Impersonation, WCF, and making updates to a database

I was troubleshooting a problem with WCF where the updates to a remote database were failing.  The reason for the failure was found pretty quickly to be delegation.

For general impersonation questions in regards to WCF, there is lots of great information found here.

For my situation, the problem was that the ASP.NET application that was calling the WCF service was impersonating and I couldn’t enable delegation in my environment.  So the connection to SQL failed.  There are a number of ways to solve this problem, but some have more problems then others.

Fix #1

The easiest way is the add a User ID and Password to the web.config file.  But then you have to worry about updating that if the password expires and also the security of having the password in the config file.

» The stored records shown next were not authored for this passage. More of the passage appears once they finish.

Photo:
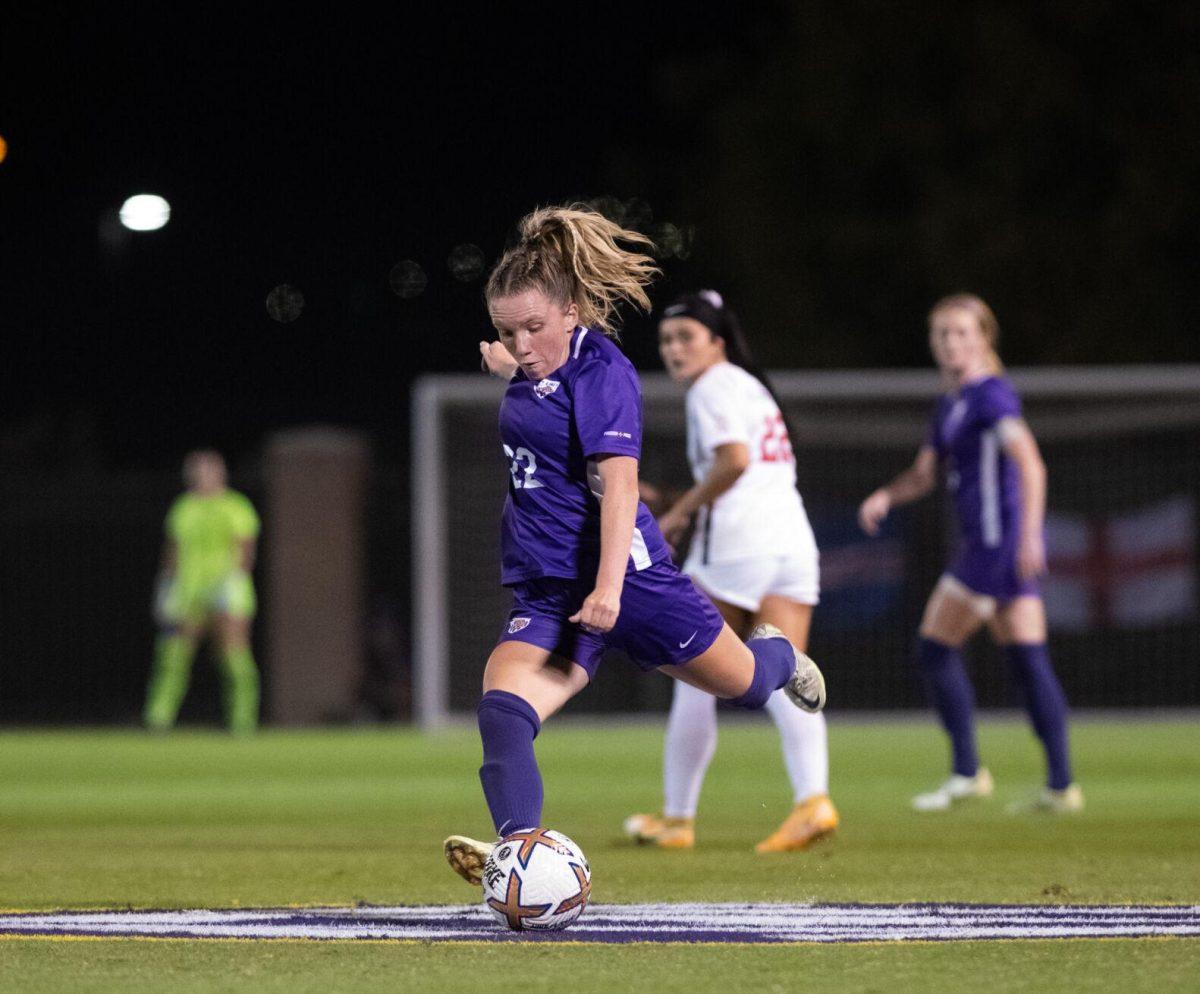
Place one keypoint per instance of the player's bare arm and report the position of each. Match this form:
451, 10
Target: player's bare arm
918, 480
730, 461
618, 510
1021, 447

Note: You can add the password to the registry following KB329290

Fix #2

Another option would be to impersonate a given user on the network that has permission and use that when you are making the calls to the database.  You can follow the “Impersonate a Specific User in Code” section of KB306158 for that.  This also has the problem of passwords expiring and that the password is stored in code, but it isn’t in a config file anymore.

Fix #3

The one I ended up using was this one.  In my case, the IIS Worker Process was already running under a network account that could assess the database.  So I just needed a way to get rid of the impersonation that the process was running under, do the database work, and then impersonate again.  The key was to do the following:

 WindowsImpersonationContext wic = null;
  
 try
 {
     wic = WindowsIdentity.Impersonate(IntPtr.Zero); // revert to self
  
     // Do database work here
 }
 finally
 {
     if (wic != null)
         wic.Undo(); // resume impersonating
 }

This will revert to self, let the database code run and then continue impersonating after that is done.

With this code, I don’t have to store any passwords in my code or config files.  And everything will work correctly.  The only drawback is that all database work is going through a single account and so on the database side, you can’t do auditing by users to see what they are doing.  But in my application, I am already logging information into the database so there would be no need to have that kind of information.